This review has spoilers, so if you haven’t seen the movie, then go see it then come back and read this.  You have been warned, now you can’t get mad.

Harry Potter?  Too much commitment, I mean those books are long and there has to be about twenty of them.

Twilight?  If I read them I would have had to pick a team, and how do you do such a thing when they are both so dreamy?!

But the Hunger Games, there was something about them they drew me in and before I knew it I had read all three of them and was having deep arguments with youth in my youth group about the minutia of Panem and it’s districts.

It had its problems, I mean seriously, a teenage boy and girl think it is their last night together on earth and they spend the night cuddling?  These should be used as the textbooks for the abstinence movement.  But over all I loved them, so last week, at the age of 31, I experienced the same excitement as the tweens that surrounded me while waiting for the movie of the first book to start.  I was not disappointed.

Sure they made decisions I didn’t agree with.  I wish they had included the scene where District 11 sent Katniss the bread.  Peeta and Katniss were in pretty good shape after the games, where in the book they were almost dead and so on.  But what I loved was that the focus of the movie was not the love triangle between Katniss, Peeta and Gale, but rather the social commentary on our infatuation with violence, our cultural obsession with being entertained by the misery and destruction of others via reality TV.  The fact that the comfortable “capital” is wealthy because of the poverty of the “Districts”.

This film, and these books I think are a gift to the church.  Fascinating conversations can be started from this film.  Just asking our young people where they place themselves in the story can be a fascinating discussion.  We typically want to associate ourselves with the good guys, the underdogs, but we need to push our youth to stretch and see how much we are like the Capitol, satiated and oblivious to the destruction our lives cause.  We need to lead them to the realization that this is not just a action movie, but is really an anti-action movie.  Why is Katniss and Peeta not happy when they win?  Why does Katniss waste time decorating the body of deceased competitor?  Why does she waste time mourning, and why does this lead to District 11 revolting?  Why do the film makers make all the shots from the Capitals prospective clean and steady, where shots from the Districts perspective were gritty and shaky?  Why so little music throughout the film?

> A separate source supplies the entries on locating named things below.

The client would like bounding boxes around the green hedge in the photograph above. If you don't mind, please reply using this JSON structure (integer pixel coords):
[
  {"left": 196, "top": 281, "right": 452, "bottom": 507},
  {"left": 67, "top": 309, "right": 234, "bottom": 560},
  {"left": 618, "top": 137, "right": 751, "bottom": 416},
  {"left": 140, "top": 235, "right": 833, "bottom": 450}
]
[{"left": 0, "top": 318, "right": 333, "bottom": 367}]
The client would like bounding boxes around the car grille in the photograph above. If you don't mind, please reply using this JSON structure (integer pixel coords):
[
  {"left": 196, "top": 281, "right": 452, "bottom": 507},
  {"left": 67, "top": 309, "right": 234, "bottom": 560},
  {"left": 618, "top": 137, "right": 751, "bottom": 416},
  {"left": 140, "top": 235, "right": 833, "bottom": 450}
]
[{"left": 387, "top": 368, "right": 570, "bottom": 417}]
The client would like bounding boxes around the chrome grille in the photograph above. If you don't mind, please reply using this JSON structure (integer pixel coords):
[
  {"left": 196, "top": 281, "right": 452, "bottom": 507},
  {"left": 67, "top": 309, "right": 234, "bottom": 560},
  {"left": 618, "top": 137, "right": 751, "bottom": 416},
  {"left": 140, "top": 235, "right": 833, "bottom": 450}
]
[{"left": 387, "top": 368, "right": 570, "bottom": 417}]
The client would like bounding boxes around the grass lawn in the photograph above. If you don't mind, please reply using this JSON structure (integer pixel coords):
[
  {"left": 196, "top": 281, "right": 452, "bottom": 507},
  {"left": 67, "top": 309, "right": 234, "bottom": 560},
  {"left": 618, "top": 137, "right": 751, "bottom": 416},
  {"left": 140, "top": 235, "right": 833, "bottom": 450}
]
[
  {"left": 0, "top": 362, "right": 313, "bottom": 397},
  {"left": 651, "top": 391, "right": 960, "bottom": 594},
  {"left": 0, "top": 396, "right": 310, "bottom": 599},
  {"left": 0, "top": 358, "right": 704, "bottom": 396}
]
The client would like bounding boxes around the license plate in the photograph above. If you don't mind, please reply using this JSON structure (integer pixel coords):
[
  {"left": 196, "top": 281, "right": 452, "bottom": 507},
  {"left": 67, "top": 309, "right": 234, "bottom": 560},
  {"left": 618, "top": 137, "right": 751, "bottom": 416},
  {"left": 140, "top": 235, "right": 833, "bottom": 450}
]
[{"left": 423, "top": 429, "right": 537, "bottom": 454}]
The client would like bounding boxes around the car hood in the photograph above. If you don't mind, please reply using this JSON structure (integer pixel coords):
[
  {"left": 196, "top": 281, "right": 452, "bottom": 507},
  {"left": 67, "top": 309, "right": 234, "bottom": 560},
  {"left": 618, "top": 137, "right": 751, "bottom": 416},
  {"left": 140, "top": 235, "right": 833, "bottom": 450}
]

These questions and others can lead our young people into a deeper understanding of the film, lead them beyond getting excited by the violence into seeing the violence that we are complacent in.

Finally, we can ask the question that we should always bring our youth to: how does our Christian faith interact with this story?  This is a fascinating story to explore this question.  What does our faith say about violence, oppression and poverty? What does our faith say about wealth, power and comfort? Though the answers may seem obvious to these questions, we then need look if the answers we come to are reflected by the Christianity, by our church, by us individually.

And once we have had these important conversations we need to ask the question that gets to the root of it all,  the one that really matters, which is obviously is she going to choose Peeta or Gale?  Shoot, I have to choose a team again!